Materialized views are often derived from several base relations stored over possibly distributed data sources, such as in a data warehouse or a web information integration system. These materialized views must be maintained under source changes. In such a distributed context, maintenance errors could occur due to concurrent source updates. To address these errors, state-of-the-art maintenance strategies typically issue maintenance queries to the data sources and then apply compensating queries to correct any errors in the delta refreshs. However, these existing solutions are limited to handling pure data updates only, making the restricting assumptions that (1) all source schemata remain stable over time, and thus (2) neither maintenance nor compensation queries are broken by source changes.

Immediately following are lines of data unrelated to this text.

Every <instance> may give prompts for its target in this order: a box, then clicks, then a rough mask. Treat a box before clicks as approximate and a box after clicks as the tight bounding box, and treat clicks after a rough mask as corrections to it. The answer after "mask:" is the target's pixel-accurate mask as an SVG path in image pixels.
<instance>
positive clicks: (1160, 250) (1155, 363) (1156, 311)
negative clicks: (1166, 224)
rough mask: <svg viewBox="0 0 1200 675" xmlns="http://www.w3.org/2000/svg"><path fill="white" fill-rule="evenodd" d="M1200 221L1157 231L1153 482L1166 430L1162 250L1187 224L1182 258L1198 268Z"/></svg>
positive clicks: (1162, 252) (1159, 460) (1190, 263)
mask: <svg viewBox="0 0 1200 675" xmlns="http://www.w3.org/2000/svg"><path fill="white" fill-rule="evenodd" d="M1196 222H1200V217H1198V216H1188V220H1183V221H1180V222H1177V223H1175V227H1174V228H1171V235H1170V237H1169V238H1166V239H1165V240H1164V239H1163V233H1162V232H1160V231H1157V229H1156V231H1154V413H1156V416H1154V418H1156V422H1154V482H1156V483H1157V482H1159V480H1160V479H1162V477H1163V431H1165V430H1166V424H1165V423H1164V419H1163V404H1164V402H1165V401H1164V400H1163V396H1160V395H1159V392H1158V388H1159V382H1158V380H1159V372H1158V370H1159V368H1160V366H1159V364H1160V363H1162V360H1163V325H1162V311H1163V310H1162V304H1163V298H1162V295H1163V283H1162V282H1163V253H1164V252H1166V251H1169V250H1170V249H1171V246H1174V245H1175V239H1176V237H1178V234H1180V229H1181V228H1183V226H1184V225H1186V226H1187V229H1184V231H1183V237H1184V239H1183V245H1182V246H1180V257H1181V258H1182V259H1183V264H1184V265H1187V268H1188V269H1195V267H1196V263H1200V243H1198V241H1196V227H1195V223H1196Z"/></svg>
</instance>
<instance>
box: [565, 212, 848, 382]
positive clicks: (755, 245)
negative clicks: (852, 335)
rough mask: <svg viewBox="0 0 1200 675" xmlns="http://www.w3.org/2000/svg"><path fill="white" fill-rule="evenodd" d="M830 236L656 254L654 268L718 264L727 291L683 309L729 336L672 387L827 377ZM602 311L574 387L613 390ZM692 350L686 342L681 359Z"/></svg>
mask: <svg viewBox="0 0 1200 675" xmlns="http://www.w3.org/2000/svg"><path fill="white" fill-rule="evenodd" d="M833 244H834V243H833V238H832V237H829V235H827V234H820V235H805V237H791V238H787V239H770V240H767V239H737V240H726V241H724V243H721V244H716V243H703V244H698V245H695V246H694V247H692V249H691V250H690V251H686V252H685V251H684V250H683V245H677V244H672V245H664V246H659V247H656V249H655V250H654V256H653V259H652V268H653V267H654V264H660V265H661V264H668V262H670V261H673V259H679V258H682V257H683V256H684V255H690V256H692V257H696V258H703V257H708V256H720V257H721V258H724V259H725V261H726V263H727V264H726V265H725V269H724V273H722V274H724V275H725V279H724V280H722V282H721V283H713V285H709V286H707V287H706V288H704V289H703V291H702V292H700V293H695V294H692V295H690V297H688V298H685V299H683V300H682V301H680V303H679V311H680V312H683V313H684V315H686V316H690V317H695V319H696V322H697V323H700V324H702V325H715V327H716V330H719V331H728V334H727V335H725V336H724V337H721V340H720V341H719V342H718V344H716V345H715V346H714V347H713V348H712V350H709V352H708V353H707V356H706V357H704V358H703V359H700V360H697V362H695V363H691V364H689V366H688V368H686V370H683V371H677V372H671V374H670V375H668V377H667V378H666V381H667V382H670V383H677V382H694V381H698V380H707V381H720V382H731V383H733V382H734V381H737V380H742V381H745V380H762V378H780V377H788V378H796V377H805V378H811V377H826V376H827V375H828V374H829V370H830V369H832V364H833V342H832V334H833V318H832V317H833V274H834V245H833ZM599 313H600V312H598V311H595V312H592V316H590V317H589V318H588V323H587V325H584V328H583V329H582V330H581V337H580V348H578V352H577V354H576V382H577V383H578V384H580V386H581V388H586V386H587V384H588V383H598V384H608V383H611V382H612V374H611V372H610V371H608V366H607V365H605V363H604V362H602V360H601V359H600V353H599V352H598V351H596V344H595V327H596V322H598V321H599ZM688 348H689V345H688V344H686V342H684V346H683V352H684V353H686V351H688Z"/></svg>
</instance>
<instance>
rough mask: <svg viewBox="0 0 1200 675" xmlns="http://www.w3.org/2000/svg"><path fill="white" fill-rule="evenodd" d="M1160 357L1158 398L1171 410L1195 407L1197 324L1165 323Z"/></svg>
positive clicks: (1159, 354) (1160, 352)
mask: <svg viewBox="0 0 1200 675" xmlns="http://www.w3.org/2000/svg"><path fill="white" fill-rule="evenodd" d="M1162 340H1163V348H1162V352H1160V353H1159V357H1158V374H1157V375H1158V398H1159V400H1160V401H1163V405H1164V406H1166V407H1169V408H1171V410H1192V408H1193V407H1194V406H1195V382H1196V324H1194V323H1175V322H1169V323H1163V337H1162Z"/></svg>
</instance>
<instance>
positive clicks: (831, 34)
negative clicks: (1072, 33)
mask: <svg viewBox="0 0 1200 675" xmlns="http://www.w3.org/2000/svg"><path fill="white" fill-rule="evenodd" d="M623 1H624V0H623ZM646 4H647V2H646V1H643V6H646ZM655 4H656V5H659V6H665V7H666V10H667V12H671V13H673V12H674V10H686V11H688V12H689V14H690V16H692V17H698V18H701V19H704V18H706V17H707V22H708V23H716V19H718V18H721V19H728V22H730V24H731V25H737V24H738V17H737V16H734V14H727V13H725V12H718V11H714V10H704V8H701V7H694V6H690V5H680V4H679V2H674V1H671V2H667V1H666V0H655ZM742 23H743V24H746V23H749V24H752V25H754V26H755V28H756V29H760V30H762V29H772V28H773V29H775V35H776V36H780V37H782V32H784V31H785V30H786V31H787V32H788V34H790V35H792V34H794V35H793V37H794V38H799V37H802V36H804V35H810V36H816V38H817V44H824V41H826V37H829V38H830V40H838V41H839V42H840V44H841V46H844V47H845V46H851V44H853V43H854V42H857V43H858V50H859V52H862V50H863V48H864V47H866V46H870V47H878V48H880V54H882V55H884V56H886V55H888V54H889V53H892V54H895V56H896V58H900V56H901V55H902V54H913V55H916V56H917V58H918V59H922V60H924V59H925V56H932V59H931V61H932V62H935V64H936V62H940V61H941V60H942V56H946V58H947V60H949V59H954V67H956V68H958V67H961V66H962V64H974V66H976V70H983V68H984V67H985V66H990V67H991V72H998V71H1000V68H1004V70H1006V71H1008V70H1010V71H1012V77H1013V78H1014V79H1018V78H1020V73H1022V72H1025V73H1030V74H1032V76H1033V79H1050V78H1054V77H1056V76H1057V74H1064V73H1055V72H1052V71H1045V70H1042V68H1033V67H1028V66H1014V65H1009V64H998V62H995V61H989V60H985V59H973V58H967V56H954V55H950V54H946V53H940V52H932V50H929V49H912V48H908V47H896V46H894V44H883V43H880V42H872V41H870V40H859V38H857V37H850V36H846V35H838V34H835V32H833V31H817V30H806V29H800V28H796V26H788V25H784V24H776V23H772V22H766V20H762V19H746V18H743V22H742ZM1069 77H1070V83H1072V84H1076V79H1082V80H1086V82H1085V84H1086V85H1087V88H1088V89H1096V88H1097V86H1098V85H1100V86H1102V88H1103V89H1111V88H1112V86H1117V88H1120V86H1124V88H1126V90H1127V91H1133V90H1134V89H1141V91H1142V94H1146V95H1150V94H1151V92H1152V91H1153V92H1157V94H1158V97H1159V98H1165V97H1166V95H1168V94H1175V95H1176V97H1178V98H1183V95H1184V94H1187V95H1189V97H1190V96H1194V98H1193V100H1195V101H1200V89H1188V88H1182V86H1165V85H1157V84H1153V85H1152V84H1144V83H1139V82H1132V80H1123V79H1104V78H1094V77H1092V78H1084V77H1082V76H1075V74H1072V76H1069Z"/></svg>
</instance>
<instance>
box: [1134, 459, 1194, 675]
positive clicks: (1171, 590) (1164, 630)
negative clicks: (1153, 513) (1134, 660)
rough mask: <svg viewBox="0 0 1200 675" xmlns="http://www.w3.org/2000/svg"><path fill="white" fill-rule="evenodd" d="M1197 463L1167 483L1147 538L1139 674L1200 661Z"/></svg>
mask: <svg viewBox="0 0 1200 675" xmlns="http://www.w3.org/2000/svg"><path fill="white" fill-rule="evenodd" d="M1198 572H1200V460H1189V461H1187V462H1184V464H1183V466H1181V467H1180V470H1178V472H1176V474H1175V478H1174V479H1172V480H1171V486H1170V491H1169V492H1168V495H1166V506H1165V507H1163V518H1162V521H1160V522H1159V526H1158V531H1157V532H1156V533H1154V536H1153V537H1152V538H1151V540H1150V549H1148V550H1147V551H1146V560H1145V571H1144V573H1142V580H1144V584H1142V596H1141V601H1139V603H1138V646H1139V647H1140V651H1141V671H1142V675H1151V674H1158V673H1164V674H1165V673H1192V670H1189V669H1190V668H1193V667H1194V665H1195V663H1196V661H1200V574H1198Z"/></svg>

In this project, we lift these restrictions by proposing two alternative solutions that can handle both concurrent data and schema changes. The first solution is compensation-based, called Dyno. That is, we allow the concurrency occurs then we detect and correct the error results. The second solution is multiversion-based, called TxnWrap, namely, we apply multi-version techniques to avoid the occurrence of the concurrency. We also explore several optimization strategies for data warehouse maintenance. In particular, we propose techniques to handle parallel and batch data warehouse maintenance.

DyDa is an extension of one of our early work EVE, which considers the schema evolution of the data warehouse. In this work, we aim at solving the concurrency problems introduced by such evolution.